Aumento do Moderado -> Aumento PG -> Aumento TGF

Aumento grave -> Diminui o PG -> Diminuição da TGF

A TFG atinge seu valor máximo em um valor próximo a 1,7x o normal. A partir daí, tende a cair,
pois, como o fluxo sangüíneo renal diminui, a fração de filtração aumenta, e,
consequentemente, a pressão coloidosmótica do capilar também aumenta. Mas, mesmo
assim, a TFG permanece maior que a TFG normal, até atingir um valor de resistência arteriolar
eferente igual a 3x o normal, quando o aumento na pressão coloidosmótica do capilar torna-
se maior que o aumento na pressão hidrostática glomerular. A partir daí, a resistência
arteriolar eferente crescente causa uma diminuição efetiva na taxa de filtração glomerular.

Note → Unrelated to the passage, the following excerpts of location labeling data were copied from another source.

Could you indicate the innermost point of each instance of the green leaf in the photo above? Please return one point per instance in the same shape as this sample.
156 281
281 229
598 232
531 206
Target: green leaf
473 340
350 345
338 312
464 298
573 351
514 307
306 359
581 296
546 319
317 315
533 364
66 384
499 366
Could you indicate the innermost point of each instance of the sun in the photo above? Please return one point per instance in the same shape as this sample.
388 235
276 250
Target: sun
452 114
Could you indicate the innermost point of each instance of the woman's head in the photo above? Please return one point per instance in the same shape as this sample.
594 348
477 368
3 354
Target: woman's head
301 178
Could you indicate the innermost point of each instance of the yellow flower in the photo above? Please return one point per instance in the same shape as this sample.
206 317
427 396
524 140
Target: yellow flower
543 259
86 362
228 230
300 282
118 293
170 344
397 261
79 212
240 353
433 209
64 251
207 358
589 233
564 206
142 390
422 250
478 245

O próprio rim tem um controle na regulação na taxa de filtração glomerular e do fluxo


sanguíneo renal.

Fatores que alteram a TF Glomerular:

1) pressões;
2) coeficiente de filtração. Área total de superfície de troca entre capilares, cápsulas e
glomérulo. Quanto maior a área de superfície, maior a taxa de filtração. Depende também da
permeabilidade da interface capilar, cápsula, que vai permitir a maior ou menor taxa de
filtrado por ali.

São dois os mecanismos fisiológicos que limitam o aumento da TFG: a auto-regulação


miogênica, e o balanço tubuloglomerular.

Resposta miogênica é uma resposta de autorregularão, que é uma resposta padrão das
arteríolas sistêmicas. Este mecanismo previne que aumentos na pressão arterial causem
grandes aumentos na TFG.

Quando há um aumento da PA, há um estiramento da musculatura lisa da arteríola aferente,


levando a despolarização e a abertura dos canais de cálcio. Vai ter uma contração da
musculatura (devido ao cálcio) da arteríola aferente, causando vasoconstricção, levando a
diminuição da TFG.

Se eu tiver uma menor PA, vou ter uma dilatação das arteríolas, afim de passar mais sangue,
aumentando a taxa de filtração glomerular.

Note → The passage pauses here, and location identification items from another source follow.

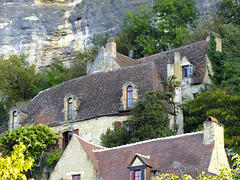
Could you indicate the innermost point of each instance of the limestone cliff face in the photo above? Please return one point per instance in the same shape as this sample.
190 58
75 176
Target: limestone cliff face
45 30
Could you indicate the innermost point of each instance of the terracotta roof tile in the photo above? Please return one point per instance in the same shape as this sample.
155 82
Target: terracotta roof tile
188 149
124 61
195 53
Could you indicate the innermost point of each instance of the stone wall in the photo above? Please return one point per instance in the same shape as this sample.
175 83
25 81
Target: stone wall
74 161
91 129
46 31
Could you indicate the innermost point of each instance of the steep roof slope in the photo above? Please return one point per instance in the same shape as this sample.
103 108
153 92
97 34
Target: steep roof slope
187 149
195 53
100 94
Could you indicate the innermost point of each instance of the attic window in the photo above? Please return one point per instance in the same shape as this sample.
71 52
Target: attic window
136 174
66 137
129 97
187 71
70 107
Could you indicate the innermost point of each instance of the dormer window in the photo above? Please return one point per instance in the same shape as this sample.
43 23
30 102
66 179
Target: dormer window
70 108
139 167
187 71
137 174
14 119
129 97
71 104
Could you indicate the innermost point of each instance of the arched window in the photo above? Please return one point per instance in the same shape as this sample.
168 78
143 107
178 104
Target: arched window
14 119
129 97
70 108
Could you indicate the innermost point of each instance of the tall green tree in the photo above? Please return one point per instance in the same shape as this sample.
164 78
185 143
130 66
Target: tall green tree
149 118
229 10
14 166
17 78
220 105
37 139
154 29
217 59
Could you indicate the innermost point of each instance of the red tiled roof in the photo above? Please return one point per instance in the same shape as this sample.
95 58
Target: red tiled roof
124 61
210 118
195 53
186 149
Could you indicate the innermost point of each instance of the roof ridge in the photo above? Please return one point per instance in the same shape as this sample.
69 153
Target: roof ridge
89 142
171 50
146 141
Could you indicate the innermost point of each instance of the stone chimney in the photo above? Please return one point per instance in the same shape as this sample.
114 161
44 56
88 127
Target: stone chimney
111 46
218 43
214 134
177 66
213 131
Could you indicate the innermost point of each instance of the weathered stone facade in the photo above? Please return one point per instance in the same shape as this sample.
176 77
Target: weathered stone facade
191 154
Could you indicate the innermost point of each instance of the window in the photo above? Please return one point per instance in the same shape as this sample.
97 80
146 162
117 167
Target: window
129 97
76 177
70 108
14 119
137 174
67 137
187 71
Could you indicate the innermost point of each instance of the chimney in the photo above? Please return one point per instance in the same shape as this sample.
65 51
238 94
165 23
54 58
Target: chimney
218 43
177 66
213 131
111 46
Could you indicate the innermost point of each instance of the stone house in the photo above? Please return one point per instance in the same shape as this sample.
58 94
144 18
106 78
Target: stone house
191 154
88 105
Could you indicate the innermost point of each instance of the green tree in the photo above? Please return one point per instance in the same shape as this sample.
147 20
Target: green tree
220 105
3 114
13 166
229 10
217 59
149 118
161 27
17 78
37 139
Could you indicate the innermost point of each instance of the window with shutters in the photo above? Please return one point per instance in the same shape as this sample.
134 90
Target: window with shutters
66 137
187 71
70 108
13 118
137 174
129 97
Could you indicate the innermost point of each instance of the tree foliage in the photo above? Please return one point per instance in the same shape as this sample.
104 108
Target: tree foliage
17 78
229 10
14 166
149 118
36 139
220 105
154 29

Retroalimentação túbulo glomerular é uma resposta parácrina por meio de liberação de


substancias que vão responder a maior ou menor fluxo de líquidos por meio da alça de henle.

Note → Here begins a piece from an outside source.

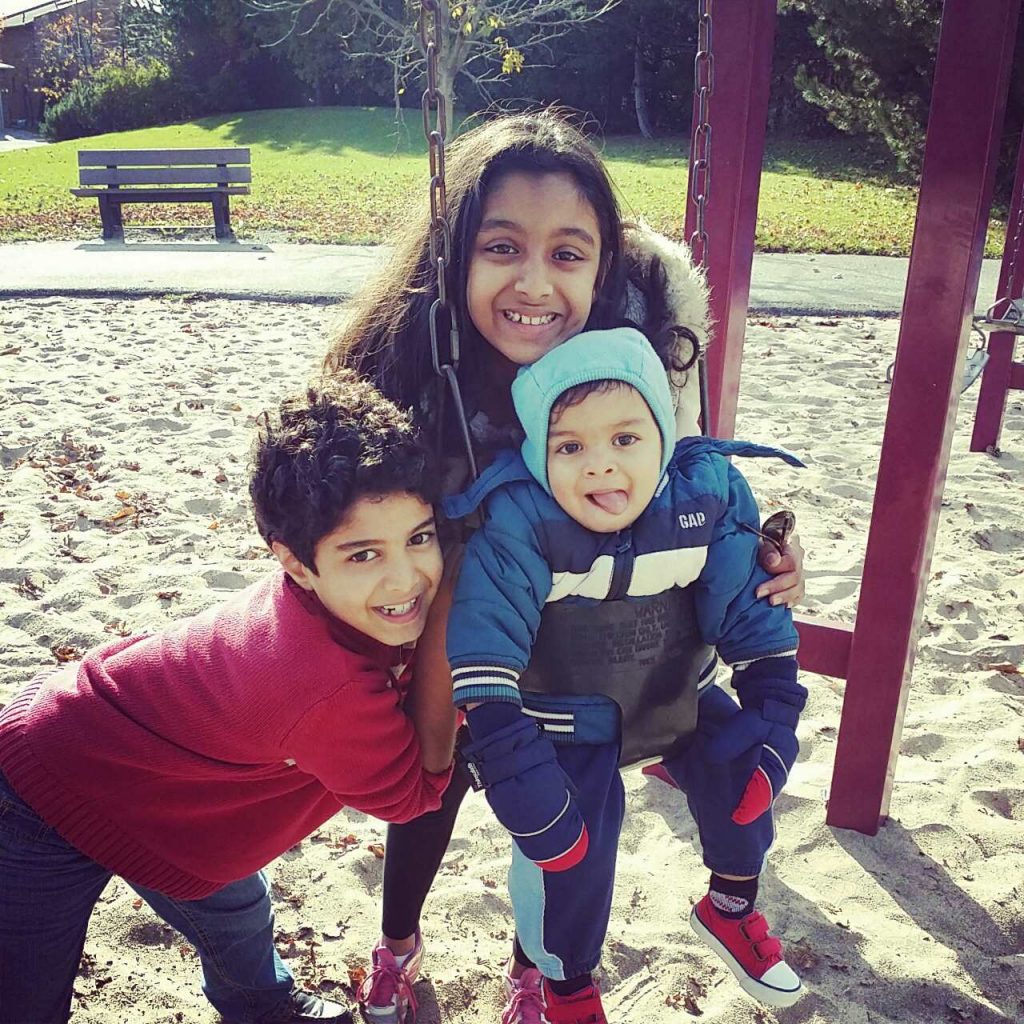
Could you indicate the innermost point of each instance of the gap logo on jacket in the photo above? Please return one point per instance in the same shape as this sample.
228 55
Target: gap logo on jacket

Aparelho justaglomerular – arteríola aferente, eferente e túbulo contorcido distal (ou porção
ascendente da alça de henle). Nessa região temos uma modificação das células do túbulo que
é chamada macula densa. As células da mácula densa vão ser muito sensível a sais NaCl.

Quando tiver um aumento da passagem de NaCl na mácula densa, ela vai enviar sinais a
arteríola aferente, levando a constrição de tal arteríola, diminuindo a Taxa de Filtração. A
redução de NaCl no túbulo irá aumentar a pressão hidrostática, aumentando a taxa de
filtração glomerular, promovendo o equilíbrio.

Diminuição de NaCl no túbulo, irá estimular a mácula densa a promover a liberação de renina
pelas células justaglomerulares (células modificadas nas paredes das arteríolas aferente e
eferente), que aumentará a concentração de angiotensina II, promovendo a constrição da
arteríola eferente, aumentando a pressão hidrostática e a pressão glomerular.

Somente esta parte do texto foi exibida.